Plaintiffs theorize that the alleged price discriminations which they cannot bring under the Robinson-Patman Act are conspiracies cognizable under the Sherman Act. Essentially, they postulate two conspiracies: first, an overall conspiracy which has horizontal and vertical aspects; and second, a completely vertical conspiracy.

We find it difficult, if not impossible, to conceptualize plaintiffs’ overall conspiracy theory. Plaintiffs theorize that the defendant distributors illegally conspired with retailers. However, plaintiffs do not allege a horizontal conspiracy involving only distributors. Instead, they present a notion which strains the imagination of an overall conspiracy arising from the consciously parallel acts of distributors and retailers.

In order to prevail on their overall conspiracy theory, plaintiffs must establish the existence of a conspiracy or agreement among the defendants. Plaintiffs offer no direct evidence of conspiracy, and all the defendants strenuously deny the allegations. Conceding the lack of independent evidence of the alleged conspiracies,[18] plaintiffs invoke the doctrine of conscious parallelism.

For plaintiffs to establish a Sherman Act conspiracy through circumstantial evidence and the doctrine of conscious parallelism, plaintiffs must first show parallel conduct Independent Iron Works, Inc. v.
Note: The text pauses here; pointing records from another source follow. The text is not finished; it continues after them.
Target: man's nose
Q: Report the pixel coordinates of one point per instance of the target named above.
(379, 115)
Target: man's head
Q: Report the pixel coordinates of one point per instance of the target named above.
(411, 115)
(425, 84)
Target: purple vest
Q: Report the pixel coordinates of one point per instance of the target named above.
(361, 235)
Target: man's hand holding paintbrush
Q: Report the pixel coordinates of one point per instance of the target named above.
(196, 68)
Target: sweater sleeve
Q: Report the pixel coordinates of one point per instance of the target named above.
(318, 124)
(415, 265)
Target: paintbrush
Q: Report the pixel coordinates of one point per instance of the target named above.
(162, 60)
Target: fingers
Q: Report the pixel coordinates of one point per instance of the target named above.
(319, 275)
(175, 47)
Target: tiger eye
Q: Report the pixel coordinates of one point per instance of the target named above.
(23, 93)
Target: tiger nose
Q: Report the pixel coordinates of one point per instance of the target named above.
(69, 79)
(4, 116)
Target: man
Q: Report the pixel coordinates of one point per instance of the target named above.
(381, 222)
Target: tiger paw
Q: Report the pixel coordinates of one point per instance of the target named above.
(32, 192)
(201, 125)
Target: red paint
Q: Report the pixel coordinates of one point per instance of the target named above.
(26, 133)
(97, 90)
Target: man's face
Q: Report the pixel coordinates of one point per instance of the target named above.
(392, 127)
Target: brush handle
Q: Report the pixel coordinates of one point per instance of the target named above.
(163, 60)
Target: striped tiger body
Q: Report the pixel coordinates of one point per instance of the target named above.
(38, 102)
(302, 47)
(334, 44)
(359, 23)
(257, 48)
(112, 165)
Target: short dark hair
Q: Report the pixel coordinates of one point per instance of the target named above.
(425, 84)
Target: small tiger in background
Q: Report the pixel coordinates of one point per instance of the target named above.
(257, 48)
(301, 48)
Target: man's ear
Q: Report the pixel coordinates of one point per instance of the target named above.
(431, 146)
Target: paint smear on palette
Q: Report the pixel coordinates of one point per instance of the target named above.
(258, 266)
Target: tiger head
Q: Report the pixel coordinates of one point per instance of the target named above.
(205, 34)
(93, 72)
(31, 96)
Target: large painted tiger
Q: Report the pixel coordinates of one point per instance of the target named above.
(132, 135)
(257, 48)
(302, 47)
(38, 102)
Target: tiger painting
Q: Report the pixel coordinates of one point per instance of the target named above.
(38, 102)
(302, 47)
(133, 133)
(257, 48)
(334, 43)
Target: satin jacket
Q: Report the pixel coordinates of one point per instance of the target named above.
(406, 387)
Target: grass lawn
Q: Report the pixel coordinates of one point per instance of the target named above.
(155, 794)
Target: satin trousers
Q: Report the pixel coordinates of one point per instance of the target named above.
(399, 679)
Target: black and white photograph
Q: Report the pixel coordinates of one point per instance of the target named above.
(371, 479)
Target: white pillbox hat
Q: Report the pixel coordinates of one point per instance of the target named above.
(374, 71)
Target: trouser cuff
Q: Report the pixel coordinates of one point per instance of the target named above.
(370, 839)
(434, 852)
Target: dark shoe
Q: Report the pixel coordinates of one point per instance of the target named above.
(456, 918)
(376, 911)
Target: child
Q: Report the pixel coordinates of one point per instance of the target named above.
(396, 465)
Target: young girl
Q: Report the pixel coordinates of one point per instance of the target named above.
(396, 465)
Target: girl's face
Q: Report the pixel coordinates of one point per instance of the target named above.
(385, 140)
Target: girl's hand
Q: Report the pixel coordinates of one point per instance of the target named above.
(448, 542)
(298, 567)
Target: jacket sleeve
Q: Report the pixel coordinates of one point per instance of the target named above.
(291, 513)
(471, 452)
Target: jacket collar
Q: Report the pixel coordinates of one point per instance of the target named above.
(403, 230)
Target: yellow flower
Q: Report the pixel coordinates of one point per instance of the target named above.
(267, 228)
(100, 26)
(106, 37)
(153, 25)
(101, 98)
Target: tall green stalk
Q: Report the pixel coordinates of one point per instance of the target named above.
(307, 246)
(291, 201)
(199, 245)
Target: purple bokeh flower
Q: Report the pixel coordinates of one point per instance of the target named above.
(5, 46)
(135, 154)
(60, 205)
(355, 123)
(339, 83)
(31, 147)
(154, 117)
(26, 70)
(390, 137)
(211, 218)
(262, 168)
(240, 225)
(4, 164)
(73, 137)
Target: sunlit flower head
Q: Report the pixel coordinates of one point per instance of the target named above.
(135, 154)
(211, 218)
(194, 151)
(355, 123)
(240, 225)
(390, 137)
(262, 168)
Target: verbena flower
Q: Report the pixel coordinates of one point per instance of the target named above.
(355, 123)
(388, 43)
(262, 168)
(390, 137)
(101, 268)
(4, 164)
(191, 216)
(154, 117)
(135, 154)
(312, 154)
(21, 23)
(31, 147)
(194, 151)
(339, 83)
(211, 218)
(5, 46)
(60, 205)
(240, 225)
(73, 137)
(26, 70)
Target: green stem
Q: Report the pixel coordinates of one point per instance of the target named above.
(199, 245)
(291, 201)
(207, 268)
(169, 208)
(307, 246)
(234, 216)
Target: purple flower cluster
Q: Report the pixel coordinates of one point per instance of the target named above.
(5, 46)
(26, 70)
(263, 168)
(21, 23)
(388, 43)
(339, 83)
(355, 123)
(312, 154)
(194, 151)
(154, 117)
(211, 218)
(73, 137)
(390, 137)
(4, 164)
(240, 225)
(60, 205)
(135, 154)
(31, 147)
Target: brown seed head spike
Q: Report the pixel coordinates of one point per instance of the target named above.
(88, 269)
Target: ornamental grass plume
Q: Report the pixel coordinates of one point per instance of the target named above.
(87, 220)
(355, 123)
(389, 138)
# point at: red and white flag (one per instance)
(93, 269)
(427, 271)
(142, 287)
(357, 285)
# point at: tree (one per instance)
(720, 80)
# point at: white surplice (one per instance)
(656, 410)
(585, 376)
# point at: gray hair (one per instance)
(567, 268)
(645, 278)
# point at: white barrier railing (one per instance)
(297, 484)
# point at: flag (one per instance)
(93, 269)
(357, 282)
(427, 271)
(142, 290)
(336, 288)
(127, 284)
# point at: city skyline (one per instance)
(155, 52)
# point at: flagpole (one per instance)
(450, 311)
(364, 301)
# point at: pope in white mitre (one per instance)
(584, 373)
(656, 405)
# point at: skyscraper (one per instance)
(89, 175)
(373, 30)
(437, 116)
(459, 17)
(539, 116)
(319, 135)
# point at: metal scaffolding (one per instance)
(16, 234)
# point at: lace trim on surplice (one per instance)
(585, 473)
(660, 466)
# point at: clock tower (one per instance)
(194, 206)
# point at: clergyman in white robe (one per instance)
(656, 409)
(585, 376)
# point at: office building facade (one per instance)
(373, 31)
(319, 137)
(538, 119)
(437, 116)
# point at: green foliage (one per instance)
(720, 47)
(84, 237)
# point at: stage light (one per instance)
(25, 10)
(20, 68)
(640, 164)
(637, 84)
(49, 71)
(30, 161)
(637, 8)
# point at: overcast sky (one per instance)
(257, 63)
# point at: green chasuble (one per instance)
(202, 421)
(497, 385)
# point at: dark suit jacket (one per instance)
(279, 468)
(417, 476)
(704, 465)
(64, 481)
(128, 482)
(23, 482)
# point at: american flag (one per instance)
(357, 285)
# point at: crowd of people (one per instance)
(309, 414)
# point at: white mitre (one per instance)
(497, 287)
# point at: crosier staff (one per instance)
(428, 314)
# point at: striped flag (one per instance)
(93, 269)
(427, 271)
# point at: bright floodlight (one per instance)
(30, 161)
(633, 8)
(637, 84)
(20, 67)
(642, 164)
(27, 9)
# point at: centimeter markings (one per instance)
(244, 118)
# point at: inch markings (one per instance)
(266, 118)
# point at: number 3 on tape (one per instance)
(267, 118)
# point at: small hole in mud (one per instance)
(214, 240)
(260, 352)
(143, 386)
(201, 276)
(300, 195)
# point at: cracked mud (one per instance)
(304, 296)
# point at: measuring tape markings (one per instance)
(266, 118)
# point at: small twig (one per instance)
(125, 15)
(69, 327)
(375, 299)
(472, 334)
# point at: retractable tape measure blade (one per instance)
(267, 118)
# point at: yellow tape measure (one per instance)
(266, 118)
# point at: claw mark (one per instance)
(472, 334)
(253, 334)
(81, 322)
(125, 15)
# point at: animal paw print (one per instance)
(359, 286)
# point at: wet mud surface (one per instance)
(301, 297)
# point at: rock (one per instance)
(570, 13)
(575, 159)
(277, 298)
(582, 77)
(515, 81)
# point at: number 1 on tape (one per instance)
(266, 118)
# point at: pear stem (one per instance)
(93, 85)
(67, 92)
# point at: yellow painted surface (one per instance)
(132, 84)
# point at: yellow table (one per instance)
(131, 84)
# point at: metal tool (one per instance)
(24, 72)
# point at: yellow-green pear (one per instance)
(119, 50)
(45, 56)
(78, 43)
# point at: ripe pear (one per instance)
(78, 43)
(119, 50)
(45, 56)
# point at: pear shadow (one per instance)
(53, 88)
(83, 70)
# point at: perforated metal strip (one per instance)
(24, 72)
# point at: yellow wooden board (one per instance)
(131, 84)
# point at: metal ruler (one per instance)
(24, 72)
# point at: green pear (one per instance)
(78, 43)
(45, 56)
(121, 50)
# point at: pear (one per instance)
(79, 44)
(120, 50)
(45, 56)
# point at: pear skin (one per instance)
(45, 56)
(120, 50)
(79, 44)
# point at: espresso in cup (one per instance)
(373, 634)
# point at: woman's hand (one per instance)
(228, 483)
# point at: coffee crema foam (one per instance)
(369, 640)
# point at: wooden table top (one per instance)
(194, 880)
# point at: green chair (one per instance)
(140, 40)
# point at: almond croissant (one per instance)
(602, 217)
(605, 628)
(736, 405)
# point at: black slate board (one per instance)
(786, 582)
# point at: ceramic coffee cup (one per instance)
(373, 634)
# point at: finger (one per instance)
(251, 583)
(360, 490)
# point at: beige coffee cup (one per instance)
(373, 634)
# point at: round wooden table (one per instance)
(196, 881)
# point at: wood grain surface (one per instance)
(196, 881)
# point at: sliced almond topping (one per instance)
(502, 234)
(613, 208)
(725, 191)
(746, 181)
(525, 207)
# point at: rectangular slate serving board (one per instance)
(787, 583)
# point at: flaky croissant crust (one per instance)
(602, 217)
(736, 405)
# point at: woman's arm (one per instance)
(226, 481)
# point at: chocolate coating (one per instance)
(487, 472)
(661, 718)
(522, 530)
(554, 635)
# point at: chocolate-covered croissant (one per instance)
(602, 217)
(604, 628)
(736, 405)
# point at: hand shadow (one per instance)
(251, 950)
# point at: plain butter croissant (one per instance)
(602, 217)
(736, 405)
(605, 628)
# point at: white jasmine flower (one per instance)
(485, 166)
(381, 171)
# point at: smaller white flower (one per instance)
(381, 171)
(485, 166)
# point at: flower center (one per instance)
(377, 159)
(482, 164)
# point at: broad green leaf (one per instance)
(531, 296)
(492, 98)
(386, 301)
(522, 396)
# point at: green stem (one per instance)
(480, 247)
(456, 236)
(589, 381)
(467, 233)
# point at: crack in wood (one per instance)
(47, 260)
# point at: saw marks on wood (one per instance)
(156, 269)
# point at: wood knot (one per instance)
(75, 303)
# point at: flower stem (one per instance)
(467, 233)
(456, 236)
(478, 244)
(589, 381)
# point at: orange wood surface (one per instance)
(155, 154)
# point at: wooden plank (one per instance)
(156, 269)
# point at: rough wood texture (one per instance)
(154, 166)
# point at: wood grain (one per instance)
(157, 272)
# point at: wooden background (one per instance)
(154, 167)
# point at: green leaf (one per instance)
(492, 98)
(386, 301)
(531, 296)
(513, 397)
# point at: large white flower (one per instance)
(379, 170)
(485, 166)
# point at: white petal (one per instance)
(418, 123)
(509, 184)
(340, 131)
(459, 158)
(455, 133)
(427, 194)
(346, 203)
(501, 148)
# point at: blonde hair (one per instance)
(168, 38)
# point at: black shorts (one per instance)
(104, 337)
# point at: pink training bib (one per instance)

United States Steel Corp., 322 F.2d 656 (9th Cir. 1963). General similarity of conduct is not enough, even “substantially similar” manner of conducting business cannot alone support an inference of conspiracy Theatre Enterprises, Inc. v. Paramount Film Distribution Corp., 346 U.S. 537, 540-41, 74 S.Ct. 257, 259, 98 L.Ed. 273 (1954) Independent Iron Works, supra at 661-62; accord, Hanson v. Shell Oil Co., 541 F.2d 1352, 1359 (9th Cir. 1976), cert. denied, 429 U.S. 1074, 97 S.Ct. 813, 50 L.Ed.2d 792 (1977). Once again plaintiffs’ presentation of their case has made our determination difficult in that they have not identified precisely what behavior they believe constitutes parallel action. However, we find that the record demonstrates a lack of of uniform behavior in the areas that plaintiffs apparently construe as examples of parallelism, i.e., prices and accounts classifications, advertising, and extension of credit. We further fail to discern any parallelism in other possibly significant areas, i.e., sales promotion programs, payment terms, shipment terms, and merchandise return privileges.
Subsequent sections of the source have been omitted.